Metrics & Monitoring

1M hosts each running an agent that collects CPU, memory, disk, and custom application metrics every 10-15 seconds. That is ~100M data points/sec flowing into your ingest pipeline. The hard parts: a time-series database that stores 10M unique series with columnar compression (delta-of-delta timestamps, XOR-encoded floats), a query engine that fans out across time-partitioned shards and returns aggregated results in <1 second over weeks of data, and an alert evaluator that runs thousands of threshold and anomaly-detection rules every 15-60 seconds without missing a single breach. Datadog, Prometheus, New Relic, VictoriaMetrics — same architecture, different trade-offs.

Core: Agents + TSDB + Query Engine + Alerting1M hosts10M unique series100M pts/sec ingestSub-second queries
02

Requirements

Functional
  • Agents on every host collect system + custom app metrics (CPU, mem, disk, request latency, queue depth, etc.)
  • Batch ingest via POST /metrics/ingest — each payload: metric_name, tags, value, timestamp
  • Flexible query language: avg(cpu.usage{host=X, region=us-east}) over arbitrary time ranges
  • Dashboard builder: users compose panels of queries, refresh live every 10-30 seconds
  • Alerting: threshold rules (CPU > 90% for 5 min) and anomaly detection (rolling mean + 3 sigma)
  • Notification channels: PagerDuty, Slack, email, webhooks on alert fire/resolve
  • Tag-based filtering: every metric has key-value tags (host, region, env, service) for slicing
  • Downsampling: automatic resolution reduction for older data to bound storage growth
Non-Functional
  • Ingest throughput: 100M data points/sec sustained
  • Query latency: < 1 second for 1-hour range over 10K series
  • Cardinality: handle 10M unique time series without OOM
  • Retention: 7 days full resolution, 30 days at 5-min, 1 year at 1-hour
  • Alert evaluation latency < 60 seconds end-to-end (metric emitted to alert fired)
  • 99.9% ingest availability — dropping metrics = blind spot during incidents
  • Horizontally scalable: add writer/reader nodes to handle more series and queries
  • Multi-tenant isolation: one org's cardinality bomb must not affect other tenants
  • Durable: no data loss on single-node failure; replicated writes across availability zones
03

Scale Estimation

Reporting hosts
~1M
each running an agent pushing metrics every 10-15 sec
Unique time series
~10M
each combo of (metric_name, tag_key=tag_value) is one series
Ingest rate
~100M pts/sec
1M hosts x ~100 metrics/host x 1 sample/10s
Query latency
< 1 sec
fan-out across time shards, merge, return
Storage (7-day raw)
~60 TB
100M pts/sec x 10 bytes x 86400s x 7 / compression ~10x
Alert rules
~50K
evaluated every 15-60 sec; each runs a TSDB query
Compression ratio
~12:1
Gorilla encoding: ~1.37 bytes/point vs 16 bytes raw (8B ts + 8B float)
Concurrent dashboards
~10K
each auto-refreshing every 10-30 sec = ~500 queries/sec sustained
04

API Design

POST/api/v1/metrics/ingest

Batch ingest. Body: [{metric_name, tags: {host, region, ...}, value: float, timestamp: epoch_sec}, ...]. Agents batch 100-500 samples per request. Returns {accepted: N}. Authenticated via API key per org.

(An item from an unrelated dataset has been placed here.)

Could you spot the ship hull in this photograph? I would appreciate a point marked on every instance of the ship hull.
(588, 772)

GET/api/v1/query?expr=avg(cpu.usage{host=X})&start=T1&end=T2&step=60

Time-series query. Expression uses PromQL-like syntax: aggregation functions, label matchers, rate/increase transforms. Returns {series: [{tags, datapoints: [[ts, val], ...]}]}.

POST/api/v1/alerts

Create alert rule. Body: {name, expr: "avg(cpu.usage{env=prod}) > 90", for: "5m", severity: "critical", notify: ["pagerduty://team-infra", "slack://#alerts"]}. Supports threshold + anomaly detection rules.

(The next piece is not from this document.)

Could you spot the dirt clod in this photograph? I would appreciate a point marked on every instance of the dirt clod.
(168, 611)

GET/api/v1/dashboards/{id}

Fetch dashboard definition. Returns {panels: [{title, queries: [...], viz_type: "line|heatmap|gauge"}]}. Frontend renders and auto-refreshes every 10-30 sec.

GET/api/v1/alerts/{id}/history?start=T1&end=T2

Alert state history. Returns [{timestamp, state: "ok|pending|firing|resolved", value}]. Useful for post-incident review: "when did the alert first fire? how long was it pending?"

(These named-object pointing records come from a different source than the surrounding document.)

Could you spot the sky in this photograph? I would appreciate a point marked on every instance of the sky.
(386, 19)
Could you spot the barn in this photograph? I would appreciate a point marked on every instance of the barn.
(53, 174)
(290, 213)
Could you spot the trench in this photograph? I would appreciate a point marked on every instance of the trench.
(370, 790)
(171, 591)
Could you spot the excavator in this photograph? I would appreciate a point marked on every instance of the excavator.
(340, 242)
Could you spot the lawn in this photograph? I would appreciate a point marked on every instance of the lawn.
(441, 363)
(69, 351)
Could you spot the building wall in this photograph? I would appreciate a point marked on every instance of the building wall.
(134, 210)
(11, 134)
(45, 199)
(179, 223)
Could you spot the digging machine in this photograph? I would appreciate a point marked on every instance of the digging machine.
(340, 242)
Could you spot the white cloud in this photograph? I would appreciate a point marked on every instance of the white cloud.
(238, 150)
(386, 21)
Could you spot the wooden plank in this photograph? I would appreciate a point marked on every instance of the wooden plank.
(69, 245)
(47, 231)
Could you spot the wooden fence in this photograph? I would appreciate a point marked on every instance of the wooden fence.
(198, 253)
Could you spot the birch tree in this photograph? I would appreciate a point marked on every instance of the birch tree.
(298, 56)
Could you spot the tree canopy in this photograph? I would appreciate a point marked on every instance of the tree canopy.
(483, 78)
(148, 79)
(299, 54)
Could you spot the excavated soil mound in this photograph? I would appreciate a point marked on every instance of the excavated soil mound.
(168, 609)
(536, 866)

GET/api/v1/metadata/metrics?search=cpu

Search available metric names and their tag keys. Returns [{metric_name, type: "gauge|counter|histogram", tags: ["host","region",...], series_count}]. Powers autocomplete in dashboard builder.

05

Architecture

Two primary data paths: ingest path (agents push metrics through a gateway into Kafka, then TSDB writers compress and store in time-bucketed blocks) and query path (user queries fan out to TSDB readers across time shards, merge results). A separate alert evaluator runs on a cron loop, executing queries and firing notifications on threshold breach.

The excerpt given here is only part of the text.